No, they would’ve wanted for the work to not have been included without permission in the first place. Do you understand the world you’re advocating for? You’re arguing it’s OK for rich people to do whatever they want if they throw some scraps on the floor for you. Not everything is about money. Unfortunately there’s no other reasonable way (legal and non violent) to punish these infringers.
> I personally hope we can all get on the same team with AI and treat its advancement as scientific research for the betterment of humanity.
What you’re expressing is “I hope everyone will stop arguing and agree with me”. These moguls care about themselves, it is incredibly naive to believe they give a rat’s ass about “the betterment of humanity”.
forgetfulness 56212 years ago

LLM companies aren't being funded by the hundreds of billions because investors expect science to be advanced by text and image generators.
I find it very unlikely that the commodification of knowledge work will be for the betterment humanity, I don't know if people are expecting here that just because the value of more people's labor becomes zero that we will do, what, do away with money?
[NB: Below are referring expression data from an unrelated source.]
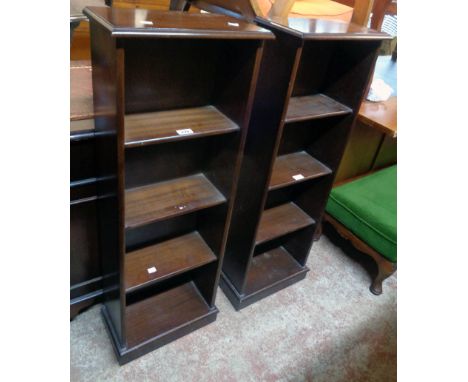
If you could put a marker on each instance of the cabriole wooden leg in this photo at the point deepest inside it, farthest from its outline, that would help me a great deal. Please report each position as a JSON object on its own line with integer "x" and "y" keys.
{"x": 386, "y": 269}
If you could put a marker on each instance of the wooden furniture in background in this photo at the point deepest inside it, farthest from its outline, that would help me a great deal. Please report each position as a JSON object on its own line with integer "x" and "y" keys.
{"x": 373, "y": 140}
{"x": 363, "y": 211}
{"x": 309, "y": 90}
{"x": 172, "y": 106}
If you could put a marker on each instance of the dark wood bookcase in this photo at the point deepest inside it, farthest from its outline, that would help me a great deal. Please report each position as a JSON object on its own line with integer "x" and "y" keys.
{"x": 312, "y": 80}
{"x": 173, "y": 95}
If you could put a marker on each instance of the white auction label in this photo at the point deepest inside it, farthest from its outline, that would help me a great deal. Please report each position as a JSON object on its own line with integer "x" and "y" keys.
{"x": 184, "y": 132}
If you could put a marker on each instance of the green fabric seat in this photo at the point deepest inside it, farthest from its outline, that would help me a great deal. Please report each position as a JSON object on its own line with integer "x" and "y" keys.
{"x": 368, "y": 208}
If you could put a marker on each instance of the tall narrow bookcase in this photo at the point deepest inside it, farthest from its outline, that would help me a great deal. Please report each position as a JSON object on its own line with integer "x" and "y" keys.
{"x": 173, "y": 94}
{"x": 311, "y": 84}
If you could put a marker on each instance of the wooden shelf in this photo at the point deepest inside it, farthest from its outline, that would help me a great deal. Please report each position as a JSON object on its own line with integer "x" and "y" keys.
{"x": 270, "y": 268}
{"x": 168, "y": 199}
{"x": 165, "y": 126}
{"x": 280, "y": 221}
{"x": 314, "y": 107}
{"x": 168, "y": 258}
{"x": 163, "y": 312}
{"x": 295, "y": 168}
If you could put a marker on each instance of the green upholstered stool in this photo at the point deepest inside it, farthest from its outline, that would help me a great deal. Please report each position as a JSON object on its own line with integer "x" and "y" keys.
{"x": 364, "y": 211}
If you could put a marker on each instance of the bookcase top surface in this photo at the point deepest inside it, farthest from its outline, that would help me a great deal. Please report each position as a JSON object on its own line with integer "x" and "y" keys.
{"x": 128, "y": 23}
{"x": 322, "y": 29}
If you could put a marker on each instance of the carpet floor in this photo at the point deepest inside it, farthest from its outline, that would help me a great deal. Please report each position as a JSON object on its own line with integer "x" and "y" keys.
{"x": 328, "y": 328}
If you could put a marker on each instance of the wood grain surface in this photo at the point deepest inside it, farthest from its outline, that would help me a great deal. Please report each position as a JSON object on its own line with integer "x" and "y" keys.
{"x": 172, "y": 198}
{"x": 163, "y": 126}
{"x": 169, "y": 258}
{"x": 313, "y": 107}
{"x": 293, "y": 165}
{"x": 281, "y": 220}
{"x": 165, "y": 311}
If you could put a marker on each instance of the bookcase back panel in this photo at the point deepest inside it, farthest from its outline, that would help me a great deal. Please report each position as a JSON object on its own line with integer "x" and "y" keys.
{"x": 160, "y": 231}
{"x": 313, "y": 67}
{"x": 157, "y": 163}
{"x": 309, "y": 195}
{"x": 323, "y": 139}
{"x": 349, "y": 71}
{"x": 164, "y": 75}
{"x": 234, "y": 78}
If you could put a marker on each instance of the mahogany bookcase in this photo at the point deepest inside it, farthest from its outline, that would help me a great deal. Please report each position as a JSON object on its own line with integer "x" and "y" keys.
{"x": 173, "y": 94}
{"x": 312, "y": 81}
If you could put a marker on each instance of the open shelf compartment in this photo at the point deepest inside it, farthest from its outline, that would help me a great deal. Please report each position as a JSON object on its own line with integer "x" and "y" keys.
{"x": 154, "y": 202}
{"x": 281, "y": 220}
{"x": 158, "y": 262}
{"x": 164, "y": 312}
{"x": 270, "y": 268}
{"x": 166, "y": 126}
{"x": 313, "y": 107}
{"x": 294, "y": 168}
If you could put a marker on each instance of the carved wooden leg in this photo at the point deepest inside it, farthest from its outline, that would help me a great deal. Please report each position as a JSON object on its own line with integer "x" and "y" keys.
{"x": 318, "y": 232}
{"x": 386, "y": 269}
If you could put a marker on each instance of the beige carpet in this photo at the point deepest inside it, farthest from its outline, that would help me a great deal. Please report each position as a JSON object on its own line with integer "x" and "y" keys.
{"x": 328, "y": 328}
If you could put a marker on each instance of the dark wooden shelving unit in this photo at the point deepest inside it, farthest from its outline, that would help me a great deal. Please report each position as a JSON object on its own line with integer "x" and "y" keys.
{"x": 173, "y": 94}
{"x": 311, "y": 84}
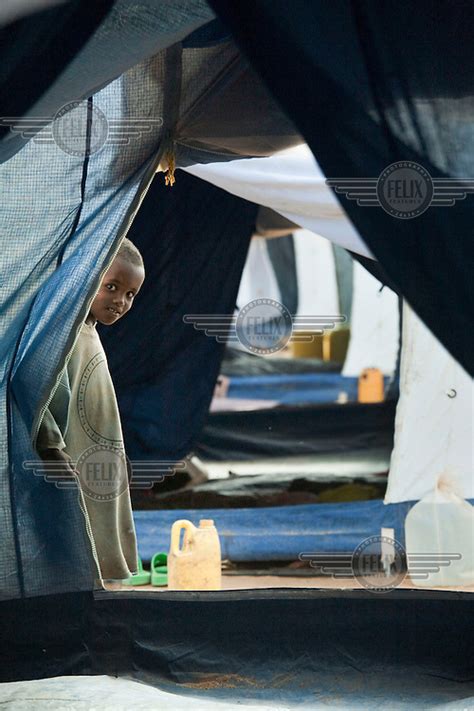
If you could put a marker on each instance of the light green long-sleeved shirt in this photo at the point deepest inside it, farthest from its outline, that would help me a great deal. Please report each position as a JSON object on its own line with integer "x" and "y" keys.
{"x": 84, "y": 422}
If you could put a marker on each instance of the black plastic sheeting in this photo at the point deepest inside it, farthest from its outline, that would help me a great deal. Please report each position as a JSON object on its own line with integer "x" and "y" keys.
{"x": 287, "y": 431}
{"x": 194, "y": 239}
{"x": 369, "y": 85}
{"x": 250, "y": 643}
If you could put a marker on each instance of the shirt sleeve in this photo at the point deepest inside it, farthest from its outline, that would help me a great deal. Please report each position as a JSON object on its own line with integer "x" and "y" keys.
{"x": 54, "y": 424}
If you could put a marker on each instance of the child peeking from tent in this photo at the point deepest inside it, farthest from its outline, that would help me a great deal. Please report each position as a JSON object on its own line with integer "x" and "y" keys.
{"x": 81, "y": 433}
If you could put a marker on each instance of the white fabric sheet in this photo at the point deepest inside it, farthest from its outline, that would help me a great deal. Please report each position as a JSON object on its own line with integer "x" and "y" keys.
{"x": 374, "y": 326}
{"x": 292, "y": 184}
{"x": 434, "y": 421}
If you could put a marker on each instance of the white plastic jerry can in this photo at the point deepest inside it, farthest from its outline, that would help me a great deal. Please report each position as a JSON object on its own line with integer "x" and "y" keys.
{"x": 197, "y": 564}
{"x": 439, "y": 536}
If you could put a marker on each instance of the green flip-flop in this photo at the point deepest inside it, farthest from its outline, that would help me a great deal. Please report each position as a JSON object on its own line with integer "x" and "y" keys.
{"x": 142, "y": 577}
{"x": 159, "y": 570}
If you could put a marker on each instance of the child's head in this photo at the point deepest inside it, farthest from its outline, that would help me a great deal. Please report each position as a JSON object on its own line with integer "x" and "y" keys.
{"x": 120, "y": 285}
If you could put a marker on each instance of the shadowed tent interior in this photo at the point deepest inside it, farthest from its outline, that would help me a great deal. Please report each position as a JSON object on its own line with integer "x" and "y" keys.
{"x": 364, "y": 87}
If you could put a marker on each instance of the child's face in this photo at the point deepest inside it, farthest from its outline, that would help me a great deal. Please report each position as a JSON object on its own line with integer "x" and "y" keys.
{"x": 120, "y": 285}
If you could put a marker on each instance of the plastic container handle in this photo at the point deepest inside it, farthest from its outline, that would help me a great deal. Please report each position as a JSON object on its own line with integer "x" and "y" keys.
{"x": 176, "y": 529}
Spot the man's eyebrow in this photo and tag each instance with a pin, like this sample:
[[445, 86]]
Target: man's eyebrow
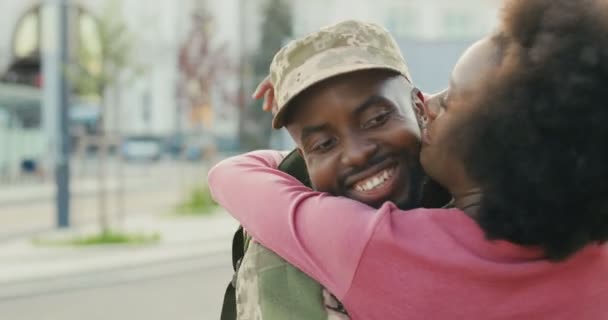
[[310, 130], [372, 101]]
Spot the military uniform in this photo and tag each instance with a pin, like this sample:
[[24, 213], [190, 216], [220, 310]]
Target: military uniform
[[266, 287]]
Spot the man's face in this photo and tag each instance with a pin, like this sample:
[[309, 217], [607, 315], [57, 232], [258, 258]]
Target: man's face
[[441, 144], [360, 138]]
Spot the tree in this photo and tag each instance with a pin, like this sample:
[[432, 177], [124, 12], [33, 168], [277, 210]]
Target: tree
[[255, 128], [99, 70]]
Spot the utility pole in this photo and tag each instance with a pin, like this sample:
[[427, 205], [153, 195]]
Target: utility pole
[[56, 101]]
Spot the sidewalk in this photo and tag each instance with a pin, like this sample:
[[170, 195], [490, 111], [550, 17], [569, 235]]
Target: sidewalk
[[21, 261]]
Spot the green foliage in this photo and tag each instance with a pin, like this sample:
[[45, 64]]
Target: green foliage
[[277, 30], [106, 237], [199, 202], [104, 63]]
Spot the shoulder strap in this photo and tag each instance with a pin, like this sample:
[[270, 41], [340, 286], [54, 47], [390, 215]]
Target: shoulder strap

No, it will just mean that fewer people will have the chance to earn the right to use space and resources in a meaningful way.
- inetknght 56212 years ago
  
  > I find it very unlikely that the commodification of knowledge work will be for the betterment humanity
  There's no law to force it. So of course it won't be.
  Even if there were a law to force it, how would you enforce it?
wat10000 56212 years ago

The normal way to figure this out is to negotiate. We’ll either come to a mutually agreeable amount, or they’ll decide it’s not worth the cost to use my stuff. If I think I deserve $5 from OpenAI, then I’d suggest that, and they’d accept or come back with a counteroffer or tell me I’m nuts and move on. Probably that last one.
But for some reason, these companies think they don’t need to bother, and can just use everyone’s stuff.
Wait, I phrased that wrong. For a very good reason based on long precedent, these companies know that IP law is a tool to be used by big companies against individuals and sometimes other big companies, but never by individuals against company, so they know they don’t have to bother.
jsheard 56212 years ago

The fact they they were willing to risk significant legal exposure in order to use this dataset suggests it's worth considerably more than 5 dollars to them. Zuck isn't putting his ass on the line for a Big Mac.
TruffleLabs 56212 years ago

Stealing is still illegal
sensanaty 56212 years ago

So if the works they're stealing aren't worth anything, why do they need it so badly?